Gusarapo la miró conteniendo la risa. Yo ya me reía agachada detrás de la barra desde hacía un rato, pero Teresa no me hizo ni caso. Una de las razones por las que las mujeres adoran a Gus es por eso, porque es un chico de lo más considerado.

- Sólo me quedaba utilizar mi táctica de rejuvencer unos añitos, hacerme la tonta y pedirle por favor por favor por favor te lo pido, que me anulara la compra y me dejara volver a por otra cosa para que me la pudieran llevar a casa. Le di pena y me dejó. A mi me dio pena ella, por el trabajo que le estaba dando, pero era una cuestión de supervivencia capitalista. Entré de nuevo, cogí un libro, y volví a hacer la cola. Pasamos todo, pagué, me lo metieron en cajas, y mañana me lo traen a casa. Fin de la historia. Bueno, mentira, la historia terminará cuando vaya a ver el saldo de mi cuenta y me ponga a llorar. Pero a lo hecho pecho, y si Bush decide que lo mejor va a ser una guerra mundial, o algo así de constructivo, yo tendré una despensa llenísima, para poder sobrevivir sin salir de casa, lo menos lo menos... dos días, que cuando me pongo nerviosa me da por comer.-


6.5.05

Tekeli-li

Un nombre es algo muy serio. Un nombre no es un mero identificador, una simple etiqueta arbitraria, no. Un nombre te define. No del todo, sino que es más bien como tu troquel, ¿sabeis?, accesorio pero exactamente con tu forma. Y muchas veces un nombre te llena mucho más de lo que tú inicialmente puedas llenarlo a él.
Y este era el caso de Edgar. Su madre, antigua cinéfila progresista de las de Parka y Cahiers, le había puesto ese nombre pensando en Edgar Neville y esperando que su retoño se contagiara en algo del genio y lograra trepar a la alta burguesía -que ser de izquierdas es una cosa pero ser gilipollas otra muy distinta.

Pero el pequeño Edgar había salido algo diferente a lo que esperaba su mami: delgaducho, de piel cetrina, de pelo lacio, de mal comer, al que nunca elegían para jugar al fútbol en el recreo pero al que los macarras del colegio parecían temer. Amigo de los adjetivos rimbombantes, los adverbios sonoros, el vocabulario caduco y los monólogos sombríos. Amante de cuervos, gatos negros, ventanas altas, juegos de sombras y suspiros largos. Que había logrado tener una relación tormentosa a los doce años de edad, se había preguntado sobre el trágico horizonte que nos espera al final de nuestro día durante su primera excursión al Zoo de Madrid y que se había dejado perilla afilada en cuando le había comenzado a cambiar la voz.

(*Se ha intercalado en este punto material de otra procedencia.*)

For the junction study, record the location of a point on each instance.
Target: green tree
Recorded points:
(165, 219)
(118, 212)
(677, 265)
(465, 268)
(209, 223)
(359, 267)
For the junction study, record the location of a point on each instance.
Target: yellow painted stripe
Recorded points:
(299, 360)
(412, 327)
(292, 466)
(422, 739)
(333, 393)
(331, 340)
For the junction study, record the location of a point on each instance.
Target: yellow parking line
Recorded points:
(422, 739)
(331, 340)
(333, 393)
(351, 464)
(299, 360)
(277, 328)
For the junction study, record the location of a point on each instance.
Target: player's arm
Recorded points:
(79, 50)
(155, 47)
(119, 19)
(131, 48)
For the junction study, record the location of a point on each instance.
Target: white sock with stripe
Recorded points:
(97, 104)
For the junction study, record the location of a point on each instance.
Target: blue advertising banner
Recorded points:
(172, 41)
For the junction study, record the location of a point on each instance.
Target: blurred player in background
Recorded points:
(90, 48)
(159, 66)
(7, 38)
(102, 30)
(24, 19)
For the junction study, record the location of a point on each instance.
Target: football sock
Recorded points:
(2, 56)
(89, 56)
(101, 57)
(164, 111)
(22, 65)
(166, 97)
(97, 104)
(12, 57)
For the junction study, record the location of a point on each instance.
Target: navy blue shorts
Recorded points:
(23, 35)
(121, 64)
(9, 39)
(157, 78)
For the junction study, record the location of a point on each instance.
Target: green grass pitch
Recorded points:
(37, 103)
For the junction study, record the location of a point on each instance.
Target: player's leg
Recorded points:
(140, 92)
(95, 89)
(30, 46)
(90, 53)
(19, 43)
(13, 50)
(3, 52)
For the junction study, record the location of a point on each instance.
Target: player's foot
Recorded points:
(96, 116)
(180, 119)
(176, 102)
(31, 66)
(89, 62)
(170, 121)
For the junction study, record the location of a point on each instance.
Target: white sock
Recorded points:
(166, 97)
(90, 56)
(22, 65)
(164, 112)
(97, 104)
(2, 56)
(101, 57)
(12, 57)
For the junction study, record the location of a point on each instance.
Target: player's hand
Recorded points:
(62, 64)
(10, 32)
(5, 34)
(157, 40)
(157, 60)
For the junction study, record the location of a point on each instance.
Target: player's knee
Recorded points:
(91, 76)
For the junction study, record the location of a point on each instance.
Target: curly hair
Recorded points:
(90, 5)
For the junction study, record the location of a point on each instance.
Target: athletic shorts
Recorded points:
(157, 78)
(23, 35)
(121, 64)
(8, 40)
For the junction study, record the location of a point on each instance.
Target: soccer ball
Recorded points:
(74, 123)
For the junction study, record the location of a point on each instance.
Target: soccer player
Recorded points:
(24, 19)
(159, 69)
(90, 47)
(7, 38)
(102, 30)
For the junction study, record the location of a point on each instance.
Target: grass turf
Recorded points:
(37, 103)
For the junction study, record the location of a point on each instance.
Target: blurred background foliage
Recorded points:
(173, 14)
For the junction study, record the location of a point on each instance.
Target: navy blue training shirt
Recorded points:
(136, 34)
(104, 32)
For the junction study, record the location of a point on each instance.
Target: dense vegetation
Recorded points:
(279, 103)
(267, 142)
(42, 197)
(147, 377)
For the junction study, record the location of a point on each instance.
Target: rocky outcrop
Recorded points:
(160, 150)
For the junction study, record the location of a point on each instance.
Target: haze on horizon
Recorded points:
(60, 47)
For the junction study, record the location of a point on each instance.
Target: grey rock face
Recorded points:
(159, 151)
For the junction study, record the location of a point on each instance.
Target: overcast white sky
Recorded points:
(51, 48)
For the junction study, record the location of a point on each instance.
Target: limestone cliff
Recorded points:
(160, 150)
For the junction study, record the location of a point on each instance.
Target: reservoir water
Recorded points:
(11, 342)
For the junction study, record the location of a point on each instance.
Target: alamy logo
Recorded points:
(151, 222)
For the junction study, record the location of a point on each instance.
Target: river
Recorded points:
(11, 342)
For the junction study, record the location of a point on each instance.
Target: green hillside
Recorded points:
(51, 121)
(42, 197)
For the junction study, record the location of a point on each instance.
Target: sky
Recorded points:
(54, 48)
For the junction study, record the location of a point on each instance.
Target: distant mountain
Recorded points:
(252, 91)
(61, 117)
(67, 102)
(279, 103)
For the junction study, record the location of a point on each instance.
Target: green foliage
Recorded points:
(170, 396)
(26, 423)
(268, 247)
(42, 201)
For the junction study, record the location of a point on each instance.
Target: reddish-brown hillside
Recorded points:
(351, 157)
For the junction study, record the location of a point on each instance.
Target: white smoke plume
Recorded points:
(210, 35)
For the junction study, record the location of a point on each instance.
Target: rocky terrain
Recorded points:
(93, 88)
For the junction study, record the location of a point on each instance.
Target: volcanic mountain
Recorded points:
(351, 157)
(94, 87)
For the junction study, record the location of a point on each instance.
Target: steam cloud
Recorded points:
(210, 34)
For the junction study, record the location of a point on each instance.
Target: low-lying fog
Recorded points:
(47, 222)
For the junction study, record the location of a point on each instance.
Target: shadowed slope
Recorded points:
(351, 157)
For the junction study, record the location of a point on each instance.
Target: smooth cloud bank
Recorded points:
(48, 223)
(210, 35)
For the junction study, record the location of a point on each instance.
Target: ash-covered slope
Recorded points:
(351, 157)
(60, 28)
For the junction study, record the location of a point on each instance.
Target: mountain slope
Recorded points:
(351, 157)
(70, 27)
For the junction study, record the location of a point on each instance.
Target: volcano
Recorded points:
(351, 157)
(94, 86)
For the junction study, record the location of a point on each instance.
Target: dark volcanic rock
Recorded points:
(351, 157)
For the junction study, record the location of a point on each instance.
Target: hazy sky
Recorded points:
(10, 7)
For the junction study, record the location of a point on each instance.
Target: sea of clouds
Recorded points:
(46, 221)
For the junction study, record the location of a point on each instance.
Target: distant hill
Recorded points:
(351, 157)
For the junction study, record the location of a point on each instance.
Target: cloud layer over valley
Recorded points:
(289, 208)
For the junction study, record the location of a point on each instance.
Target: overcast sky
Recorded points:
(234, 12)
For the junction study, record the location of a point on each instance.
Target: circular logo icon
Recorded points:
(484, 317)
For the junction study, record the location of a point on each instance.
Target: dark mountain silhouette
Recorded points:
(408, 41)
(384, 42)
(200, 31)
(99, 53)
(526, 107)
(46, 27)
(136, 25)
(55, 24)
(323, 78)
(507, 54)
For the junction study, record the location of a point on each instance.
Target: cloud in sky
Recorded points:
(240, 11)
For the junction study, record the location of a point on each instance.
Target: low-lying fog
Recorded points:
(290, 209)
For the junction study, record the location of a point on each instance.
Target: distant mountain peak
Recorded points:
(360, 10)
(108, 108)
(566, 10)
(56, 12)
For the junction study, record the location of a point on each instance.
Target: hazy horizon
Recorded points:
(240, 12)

Y todo esto, por supuesto, muchos años antes de que su profesora de Inglés de BUP le regalara El Cuervo de su tocayo Poe.

El otro día Edgar se preguntaba -a eso de la cuarta Mahou- cómo habría sido su vida si su madre hubiera sido florista y le hubiera llamado Jacinto...


5.5.05

Las cosas de la vida...

Es algo que me gusta de este trabajo. Que te permite deslizarte un ratito en la vida de los demás. Y compartes, desde la barrera, momentos amargos y dulces con la gente que pasa por aqui.

Ayer había unas señoras tomando un café, y una le preguntó a la otra "¿Y tú entonces eres viuda?", a lo que la otra contestó con decisión y desparpajo, "Felizmente, querida". Esta respuesta dejó a la primera un poco descolocada. "Vaya, pues yo también soy viuda, aunque no tan felizmente". La otra meneó la cabeza, "¿Hace mucho?". "Un par de años va a hacer el mes que viene". "Ah". La señora que había preguntado primero, con un guiño travieso volvió a la carga "¿Y cuanto llevabas casada?". "Pues más de veinte años". "¡¡Pues si que tardaste en matarlo!!". Y las dos se echaron a reír a carcajadas. Yo también me eché a reir, no lo pude evitar.

Pero últimamente me tiene intrigada una pareja que viene, se piden te y manzanilla, se sientan en una mesa, abren un periódico él y un libro ella, y después de veinte minutos exactos, sin haberse dirigido la palabra, se van. Son bastante jóvenes, y al llegar y al irse siempre van cogidos de la mano. Supongo que si no están casados, se irán a casar pronto, y me pregunto cuanto tiempo tardarán uno de los dos en decir lo mismo que la señora de ayer.